To take up Jenstar's point - it's not the fact that the jury ignored dubious stats in the professor's answer that is the nub of the problem. The issue is that as an 'expert' witness, the professor could have recited the Rubyat Of Omar Kayam backwards in Latin as part of his evidence, and would have been listened to and heeded, not because his evidence is valid or factual, but because he is an 'expert' witness. The fact that his arguments have since been disproved does not detract from the fact that, at the time, the professor was the perceived 'expert' in this area of medicine, and that is the major dilema. Yes 'experts' can be wrong, but who can know that at the time?

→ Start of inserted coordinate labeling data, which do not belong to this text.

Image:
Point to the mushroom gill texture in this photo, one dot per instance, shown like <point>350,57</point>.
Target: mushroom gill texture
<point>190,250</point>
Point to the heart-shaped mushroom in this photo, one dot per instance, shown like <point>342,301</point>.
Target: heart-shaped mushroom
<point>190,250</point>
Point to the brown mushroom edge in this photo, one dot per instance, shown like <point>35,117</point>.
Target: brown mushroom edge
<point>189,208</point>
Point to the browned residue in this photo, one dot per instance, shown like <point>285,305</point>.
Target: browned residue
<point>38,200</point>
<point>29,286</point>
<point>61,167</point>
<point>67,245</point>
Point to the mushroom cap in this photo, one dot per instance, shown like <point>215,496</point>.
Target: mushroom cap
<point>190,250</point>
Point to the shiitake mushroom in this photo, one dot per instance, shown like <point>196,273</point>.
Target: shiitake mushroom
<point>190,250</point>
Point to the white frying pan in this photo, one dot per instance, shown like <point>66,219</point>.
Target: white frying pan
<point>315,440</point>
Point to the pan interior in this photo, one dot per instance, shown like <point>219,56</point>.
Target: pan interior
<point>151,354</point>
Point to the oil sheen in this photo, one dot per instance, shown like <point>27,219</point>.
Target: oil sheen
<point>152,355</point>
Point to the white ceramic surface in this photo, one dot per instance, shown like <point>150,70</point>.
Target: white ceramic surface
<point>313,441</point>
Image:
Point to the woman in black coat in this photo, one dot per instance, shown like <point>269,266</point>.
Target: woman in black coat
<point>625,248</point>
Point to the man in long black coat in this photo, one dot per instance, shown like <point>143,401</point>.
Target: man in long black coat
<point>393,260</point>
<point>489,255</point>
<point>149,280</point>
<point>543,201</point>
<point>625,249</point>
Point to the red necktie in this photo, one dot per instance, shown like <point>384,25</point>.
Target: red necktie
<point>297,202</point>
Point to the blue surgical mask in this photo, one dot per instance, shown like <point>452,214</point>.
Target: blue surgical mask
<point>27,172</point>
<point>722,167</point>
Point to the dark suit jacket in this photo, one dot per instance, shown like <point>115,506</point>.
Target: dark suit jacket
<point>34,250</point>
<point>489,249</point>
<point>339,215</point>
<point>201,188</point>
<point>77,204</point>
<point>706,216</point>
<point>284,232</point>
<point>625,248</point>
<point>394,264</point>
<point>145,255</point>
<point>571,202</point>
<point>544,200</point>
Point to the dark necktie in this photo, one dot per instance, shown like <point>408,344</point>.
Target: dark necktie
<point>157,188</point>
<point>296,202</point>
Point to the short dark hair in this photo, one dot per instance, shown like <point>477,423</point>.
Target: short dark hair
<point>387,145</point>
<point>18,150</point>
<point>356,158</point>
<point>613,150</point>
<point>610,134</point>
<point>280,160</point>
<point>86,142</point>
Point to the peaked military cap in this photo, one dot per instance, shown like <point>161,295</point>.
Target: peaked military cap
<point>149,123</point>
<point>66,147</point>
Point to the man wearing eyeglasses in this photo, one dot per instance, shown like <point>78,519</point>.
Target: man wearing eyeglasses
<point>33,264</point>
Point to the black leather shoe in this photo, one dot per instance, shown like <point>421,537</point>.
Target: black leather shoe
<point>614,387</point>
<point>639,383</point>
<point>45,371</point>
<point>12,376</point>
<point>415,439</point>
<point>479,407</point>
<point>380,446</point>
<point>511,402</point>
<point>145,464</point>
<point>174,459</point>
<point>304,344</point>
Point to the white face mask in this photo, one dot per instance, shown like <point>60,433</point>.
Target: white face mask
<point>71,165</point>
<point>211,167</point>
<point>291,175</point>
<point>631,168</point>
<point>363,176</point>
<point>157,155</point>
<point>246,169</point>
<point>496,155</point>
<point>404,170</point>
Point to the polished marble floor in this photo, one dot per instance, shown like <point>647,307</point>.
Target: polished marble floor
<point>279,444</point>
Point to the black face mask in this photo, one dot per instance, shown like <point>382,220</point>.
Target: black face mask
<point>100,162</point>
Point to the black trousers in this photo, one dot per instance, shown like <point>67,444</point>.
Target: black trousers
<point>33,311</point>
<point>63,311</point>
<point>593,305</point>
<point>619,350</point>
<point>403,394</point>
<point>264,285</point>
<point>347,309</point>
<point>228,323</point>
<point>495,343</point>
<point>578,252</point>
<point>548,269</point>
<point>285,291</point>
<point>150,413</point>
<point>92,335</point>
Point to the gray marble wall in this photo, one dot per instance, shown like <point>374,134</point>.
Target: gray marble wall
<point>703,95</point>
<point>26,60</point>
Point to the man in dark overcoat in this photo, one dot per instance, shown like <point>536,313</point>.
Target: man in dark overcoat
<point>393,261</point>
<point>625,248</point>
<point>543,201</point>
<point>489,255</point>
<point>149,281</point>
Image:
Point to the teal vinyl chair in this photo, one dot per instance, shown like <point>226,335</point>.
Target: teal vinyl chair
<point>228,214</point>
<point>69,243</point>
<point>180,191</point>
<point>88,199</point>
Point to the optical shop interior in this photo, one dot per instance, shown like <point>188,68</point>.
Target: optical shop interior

The "legal" answer is that he should not be prosecuted, because he is an incompetent deluded fantasist, whereas a prosecution (for perverting the course of justice) would require him to be wilfully, wittingly and maliciously giving evidence which he *knows* to be untrue or incorrect. But the "what I think should happen" answer is that he should be boiled in a vat of sewage while his arms are pulled off slowly and his toes are nibbled by a swarm of vicious microscopic piranha fish.
top answers everyone. I think everyone agrees this is going to have implications on the reliance of 1 expert witness in future cases. My only concern was that in a murder case they based their prosecution on ONE witness rather than a few opinions, but there you go perhaps sir RM was the only expert in this field at the time? cheers Darth
he's just the tip of the iceberg, there are hundreds and hundreds of families who have lost their children as a result of medical opinions (later proved wrong) which state that the child has been harmed, worse still when the child is then harmed in care. child abuse / murder is incredibly difficult to provide evidence for and the good intentions that underpin the attempts to find this evidence have led to thousands of tragic injustices, to say that we have to make some sacrifices to protect abused children implies that these innocent parents are merely cannon fodder for our moral / legal processes and as a mother i really dont want to condone that. i think there is an argument for continuing to push into the incredibly sensitive area sor roy meadow was 'an expert' in so that we can get some real expertise in there, but if families are going to be cannon fodder then they are going to have to be compensated for a loss that it is impossible to compensate for, we cant just cant do it. the only appropriate way left to repay these families is to give them justice and if justice is served by standing roy meadow up in court and making him account for his opinions that have devastated so many lives (and saved some too, i'm sure of that) then so be it, thats the price of being the leader of your field.